Three cyclically-related data will be released Friday, as well.   They risk being mixed.  /1/ Consensus looks for a speedup in June Retail Sales.  But, much of the increase could be price-related.  /2/ Consensus also sees the Mid-July Consumer Sentiment Index falling further.  But the risk is for an increase as consumers react positively to the decline in gasoline prices.  /3/ Consensus expects a 0.1% m/m uptick in June Industrial Production, with Manufacturing Output flat.  But, the risk is for weaker prints, based on Total Hours Worked in the Manufacturing Sector.    . 

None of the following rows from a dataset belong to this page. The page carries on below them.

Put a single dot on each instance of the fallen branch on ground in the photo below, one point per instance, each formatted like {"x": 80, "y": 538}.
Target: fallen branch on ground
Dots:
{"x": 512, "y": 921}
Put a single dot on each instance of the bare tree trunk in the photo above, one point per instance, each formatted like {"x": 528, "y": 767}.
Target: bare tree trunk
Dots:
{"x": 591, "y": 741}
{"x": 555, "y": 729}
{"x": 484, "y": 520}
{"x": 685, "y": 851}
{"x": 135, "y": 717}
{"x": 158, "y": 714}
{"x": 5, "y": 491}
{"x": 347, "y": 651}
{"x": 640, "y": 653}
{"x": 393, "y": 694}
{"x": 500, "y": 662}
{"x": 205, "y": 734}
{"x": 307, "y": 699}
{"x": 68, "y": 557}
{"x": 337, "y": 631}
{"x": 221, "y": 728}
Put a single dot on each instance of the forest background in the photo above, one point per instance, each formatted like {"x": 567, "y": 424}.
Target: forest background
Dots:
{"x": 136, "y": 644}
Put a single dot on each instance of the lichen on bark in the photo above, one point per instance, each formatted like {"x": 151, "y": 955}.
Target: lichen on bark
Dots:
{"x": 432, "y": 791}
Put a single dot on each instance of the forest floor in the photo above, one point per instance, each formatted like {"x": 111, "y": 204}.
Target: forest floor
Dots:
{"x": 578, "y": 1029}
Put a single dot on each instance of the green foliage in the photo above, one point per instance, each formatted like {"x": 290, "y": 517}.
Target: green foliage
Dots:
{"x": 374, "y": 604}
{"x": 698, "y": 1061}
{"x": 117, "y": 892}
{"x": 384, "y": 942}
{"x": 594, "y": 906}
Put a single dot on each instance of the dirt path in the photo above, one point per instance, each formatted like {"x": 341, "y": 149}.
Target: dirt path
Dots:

                                Macroeconomic Evidence Regarding Corporate Earnings

                                                                                                                                           Markit
                                                                                                                                          Eurozone                        Real GDP     Oil Prices        Trade-Weighted Dollar    AHE     Core CPI    PMI  
                [                                y/y percent change                                                   ]    (level)
Q119            3.2                -12.8                 +7.9                             3.2           2.1               51.9 
Q219            2.7                -12.2                 +5.9                             3.1           2.1               47.8    
Q319            2.1                -19.2                 +3.6                             3.2           2.3               46.4
Q419            2.4                  -3.6                 +1.7                             3.2           2.3               46.2

Q120           -5.0                -16.5                 +2.9                             3.1           2.3               47.2
Q220         -10.6                -53.5                 +5.9                             6.5           1.4               40.1
Q320           -2.8                -27.8                 +1.0                             4.8           1.7               52.4
Q420           -2.4                -25.5                  -1.9                             4.8           1.6               54.6
 
Q121            0.4                  26.3                 -4.4                              4.9           1.4               58.3   
Q221          12.2                  32.1                 -8.3                              1.2           3.4               63.1 
Q321            4.9                  72.7                 -3.4                              4.2           4.1               60.9
Q421            5.5                  82.4                +1.3                              4.6           5.0               58.2  
 
Q122            3.5                  63.4                +2.7                              5.4           6.4               57.8  
Q222            1.5                  60.9                +5.3                              5.3           6.0               54.0
                                                                           
* Based on the Atlanta Fed Model's latest projection of -1.2 (q/q, saar).